Qu’il y ait un déficit de démocratie au niveau des institutions européennes, je suis d’accord mais précisément le TCE devait remédier en partie à cela. En revanche, qu’on fasse passer l’UE comme une vaste zone de non droit économique, faut arrêter. C’est sûrement la zone de libre-échange la plus régulée de la planète ! Qu’au plan économique, il y ait tout un arsenal extraordinaire alors qu’au plan social, c’est encore la misère, je suis là encore parfaitement d’accord.
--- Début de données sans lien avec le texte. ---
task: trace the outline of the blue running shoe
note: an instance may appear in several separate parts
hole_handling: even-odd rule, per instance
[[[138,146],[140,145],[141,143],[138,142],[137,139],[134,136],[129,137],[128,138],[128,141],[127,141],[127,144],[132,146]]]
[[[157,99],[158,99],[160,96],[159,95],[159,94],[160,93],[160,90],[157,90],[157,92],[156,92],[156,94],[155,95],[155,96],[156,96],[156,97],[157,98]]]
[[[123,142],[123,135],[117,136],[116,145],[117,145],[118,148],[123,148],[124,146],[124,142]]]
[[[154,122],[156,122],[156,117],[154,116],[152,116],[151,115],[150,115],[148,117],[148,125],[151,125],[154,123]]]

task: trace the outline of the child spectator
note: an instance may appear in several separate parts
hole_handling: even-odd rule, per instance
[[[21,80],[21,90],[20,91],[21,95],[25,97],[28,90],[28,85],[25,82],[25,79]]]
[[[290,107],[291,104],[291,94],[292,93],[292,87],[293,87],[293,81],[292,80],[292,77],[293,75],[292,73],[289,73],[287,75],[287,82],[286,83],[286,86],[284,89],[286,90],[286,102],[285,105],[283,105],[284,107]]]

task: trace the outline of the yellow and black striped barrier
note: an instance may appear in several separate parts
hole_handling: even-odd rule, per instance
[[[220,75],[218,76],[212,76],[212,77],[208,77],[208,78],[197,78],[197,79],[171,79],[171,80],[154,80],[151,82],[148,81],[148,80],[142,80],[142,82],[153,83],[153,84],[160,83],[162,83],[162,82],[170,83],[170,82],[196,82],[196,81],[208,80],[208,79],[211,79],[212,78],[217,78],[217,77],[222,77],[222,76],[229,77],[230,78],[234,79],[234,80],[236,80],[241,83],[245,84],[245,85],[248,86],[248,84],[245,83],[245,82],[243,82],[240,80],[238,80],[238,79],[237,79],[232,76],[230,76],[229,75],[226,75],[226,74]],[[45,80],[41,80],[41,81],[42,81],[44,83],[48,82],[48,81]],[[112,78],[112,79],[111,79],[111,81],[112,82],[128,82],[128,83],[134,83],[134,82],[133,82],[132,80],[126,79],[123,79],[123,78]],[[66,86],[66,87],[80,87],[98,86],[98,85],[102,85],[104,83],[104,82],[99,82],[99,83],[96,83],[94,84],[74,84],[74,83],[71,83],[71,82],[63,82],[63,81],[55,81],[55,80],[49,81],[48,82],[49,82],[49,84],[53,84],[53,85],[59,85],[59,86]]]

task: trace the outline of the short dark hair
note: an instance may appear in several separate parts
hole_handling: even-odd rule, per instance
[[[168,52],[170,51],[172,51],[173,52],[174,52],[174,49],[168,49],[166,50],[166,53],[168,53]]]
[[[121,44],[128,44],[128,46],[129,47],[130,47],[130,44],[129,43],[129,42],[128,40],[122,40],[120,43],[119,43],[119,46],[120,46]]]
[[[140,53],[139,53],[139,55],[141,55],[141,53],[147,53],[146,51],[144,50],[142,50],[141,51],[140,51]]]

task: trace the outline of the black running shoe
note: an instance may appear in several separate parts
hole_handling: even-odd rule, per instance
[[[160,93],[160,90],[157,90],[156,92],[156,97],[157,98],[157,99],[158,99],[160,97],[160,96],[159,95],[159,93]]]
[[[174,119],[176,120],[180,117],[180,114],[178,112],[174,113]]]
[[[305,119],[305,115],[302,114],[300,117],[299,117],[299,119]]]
Mais on avait réussi à mettre d’accord aussi bien des gens qui ont voté NON que des gens qui ont voté OUI par la suite sur un projet d’Europe sociale avant le référendum de 2005mais avant que les calculs politiciens des nonistes du PS et de l’extrême-gauche mettent tout par terre !

Rappelons ce texte de Pierre Larrouturou et Michel Rocard : http://www.psinfo.net/entretiens/larrouturou/5criteres.html

Et le projet en entier à voir sur le site de N. Mamère : http://noelmamere.fr/article.php3?id_article=235


Pour ma part j’ai voté Oui au TCE en 2005 et je ne pense pas que le fait qu’il soit passé par le Parlement lundi soit une défaite de la démocratie. C’est surtout une défaite du NON. Et si c’est une défaite de la démocratie, ce sont les partis et les militants (pas les citoyens qui ont voté NON) qui en sont les premiers responsables. Si le OUI était passé les progressistes auraient été en position de force pour négocier le mieux et le social. Ce qu’il s’est passé en revanche, c’est qu’on a laissé carte blanche à la droite française et Sarkozy pour se faire les champions de l’Europe : le rejet français a été un beau signe envoyer aux forces néolibérales européennes qui actuellement ont le vent en poupe. Mais cela il semblerait que les militants du NON ne s’en soient pas encore rendu compte…

Les Bisounours en folie 05/02/2008 11:28

LA joie par le travail .. à l'hopital

Quand Joseph, employé de l’établissement, est entré dans la salle de prière de l’Hôpital pour Enfants de Manchester, il a trouvé le crucifix recouvert d’un drap et le portrait de la Vierge retourné. Il a alors demandé aux trois patients musulmans qui utilisaient la salle de découvrir le crucifix et de remettre le portrait à l’endroit. Une dispute a aussitôt éclaté.